For the second quarter of 2014, digital ad sales grew 12.4%. Total multiproduct ad sales declined 12.5% as compared to a decline of 16.2% for the same period last year. The digital ad sales growth was driven primarily by the performance of our bundle solutions.
We’re pleased with our progress in the conversion of existing current print clients to our multiproduct bundles and in our ability to effectively maintain steady 80% client retention and stable client renewable dollars.
Regarding the digital ad sales trend in the presentation, I want to mention the sales reporting methodology change as result of ongoing merger integration activities which led to a small restatement in digital ad sales from 8.5% to 9.6% for the first quarter. Now, turning to revenue and EBITDA results for the second quarter.

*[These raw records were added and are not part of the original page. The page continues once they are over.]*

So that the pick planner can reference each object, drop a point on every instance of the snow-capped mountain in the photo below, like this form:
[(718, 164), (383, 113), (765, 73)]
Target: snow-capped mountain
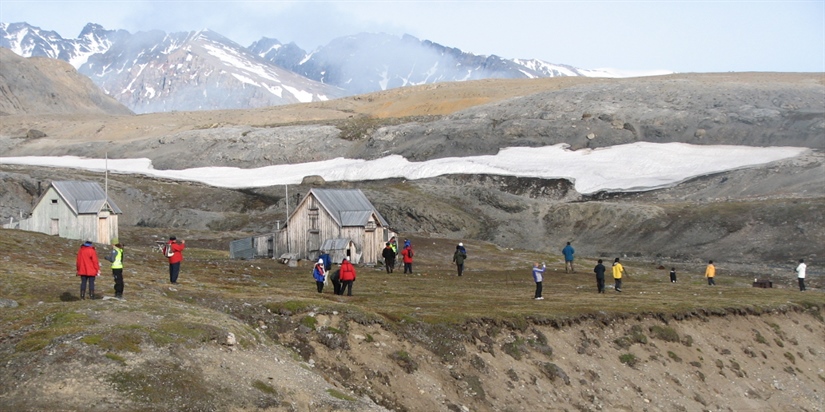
[(370, 62), (155, 71)]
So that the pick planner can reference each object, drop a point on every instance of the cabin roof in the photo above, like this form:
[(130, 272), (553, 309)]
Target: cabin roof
[(84, 197), (349, 207)]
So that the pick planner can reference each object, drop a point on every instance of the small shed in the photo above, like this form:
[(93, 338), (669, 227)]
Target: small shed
[(335, 214), (74, 210), (340, 248), (260, 246)]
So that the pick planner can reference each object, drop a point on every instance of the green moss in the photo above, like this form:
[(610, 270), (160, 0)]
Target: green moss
[(629, 359), (264, 387), (91, 339), (664, 333), (340, 395), (309, 321), (116, 358)]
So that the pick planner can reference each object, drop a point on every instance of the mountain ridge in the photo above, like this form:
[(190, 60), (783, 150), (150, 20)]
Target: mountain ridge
[(146, 72)]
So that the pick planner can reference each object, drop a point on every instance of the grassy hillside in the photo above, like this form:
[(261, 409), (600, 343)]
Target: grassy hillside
[(255, 335)]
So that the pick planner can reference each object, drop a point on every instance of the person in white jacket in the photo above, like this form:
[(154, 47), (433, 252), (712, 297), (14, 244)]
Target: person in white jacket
[(800, 274)]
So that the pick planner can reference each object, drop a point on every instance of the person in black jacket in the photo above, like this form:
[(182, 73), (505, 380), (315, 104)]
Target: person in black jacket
[(599, 270), (389, 257)]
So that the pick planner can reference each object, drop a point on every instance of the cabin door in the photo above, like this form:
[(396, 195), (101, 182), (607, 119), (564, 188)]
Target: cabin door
[(103, 230), (314, 244)]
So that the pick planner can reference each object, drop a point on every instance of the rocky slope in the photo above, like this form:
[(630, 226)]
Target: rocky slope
[(41, 85), (772, 213)]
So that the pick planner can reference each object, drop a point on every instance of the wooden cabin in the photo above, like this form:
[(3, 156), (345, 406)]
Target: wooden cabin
[(335, 214), (74, 210)]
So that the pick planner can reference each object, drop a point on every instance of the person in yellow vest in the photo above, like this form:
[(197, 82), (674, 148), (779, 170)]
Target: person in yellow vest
[(116, 257), (618, 271), (710, 273)]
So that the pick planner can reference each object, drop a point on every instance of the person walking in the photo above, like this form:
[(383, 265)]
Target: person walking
[(347, 276), (389, 257), (538, 277), (800, 274), (88, 268), (319, 274), (406, 256), (618, 271), (458, 257), (568, 258), (116, 257), (327, 260), (175, 247), (336, 281), (599, 270), (710, 273)]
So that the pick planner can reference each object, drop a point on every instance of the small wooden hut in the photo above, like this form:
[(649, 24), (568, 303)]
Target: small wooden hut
[(74, 210), (335, 214)]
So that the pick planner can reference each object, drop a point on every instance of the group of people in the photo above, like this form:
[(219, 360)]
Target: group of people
[(619, 272), (88, 265), (390, 255), (342, 278)]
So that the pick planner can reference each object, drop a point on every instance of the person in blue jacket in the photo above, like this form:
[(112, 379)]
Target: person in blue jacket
[(538, 273), (568, 258), (327, 260), (319, 274)]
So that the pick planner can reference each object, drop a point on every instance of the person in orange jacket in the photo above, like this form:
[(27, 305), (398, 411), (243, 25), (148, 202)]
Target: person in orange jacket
[(88, 268), (177, 256), (346, 276)]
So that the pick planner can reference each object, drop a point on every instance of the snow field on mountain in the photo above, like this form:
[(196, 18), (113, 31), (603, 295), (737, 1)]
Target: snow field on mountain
[(631, 167)]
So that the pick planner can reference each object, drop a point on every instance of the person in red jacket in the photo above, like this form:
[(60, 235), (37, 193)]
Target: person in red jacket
[(174, 260), (346, 276), (88, 268), (406, 256)]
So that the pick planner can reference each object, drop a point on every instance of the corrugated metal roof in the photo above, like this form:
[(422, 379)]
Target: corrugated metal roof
[(349, 207), (84, 197)]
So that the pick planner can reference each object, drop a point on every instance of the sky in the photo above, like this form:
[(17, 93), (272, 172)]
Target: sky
[(644, 166), (643, 35)]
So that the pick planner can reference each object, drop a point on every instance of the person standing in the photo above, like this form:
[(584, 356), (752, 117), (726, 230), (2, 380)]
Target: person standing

Dex Media reported revenue of $474 million, a 15.1% decline compared to the pro forma results last year. Adjusted expenses were $300 million, and Adjusted EBITDA was $174 million, with a margin of 36.7%. On a year-to-date basis, pro forma revenue was $960 million, a 15.7% decline compared to the same period last year.
Adjusted pro forma expenses were $592 million and adjusted pro forma EBITDA was $368 million with a margin of 38.3%. The company incurred $8 million of merger integration costs in the second quarter and has incurred $26 million year-to-date.
Taking a closer look at expenses through the first half of this year compared to 2013, we had a total expense reduction of $103 million, a 14.8% decrease. Sales expense savings can be attributed primarily to greater efficiency and productivity as a result of some realignment in the sales channels.
Cost of sales expense was reduced as we were able to leverage economies of scale from printing, publishing and distribution processes and vendor contracts. In addition, we’re getting costs reduction from lower volumes.
G&A expense reductions were driven by headcount reductions and efficiencies gained through best practices associated with merger integration and other initiatives. As you can see, we’ve been effective at achieving cost reductions through the first half of the year across all functions.
As we mentioned on our last earnings call, first quarter expenses and margins were impacted by a favorable one time item of approximately $10 million associated with the settlement of a liability with one of our publishing agreement partners.
I should note that second quarter expenses and margins were slightly impacted by several unfavorable one-time items recorded in the period totaling about $ 5 million, including among other items, a settlement of small disputed item with one of our Telco partners, a write-off of some paper inventory and certain benefit costs true-ups.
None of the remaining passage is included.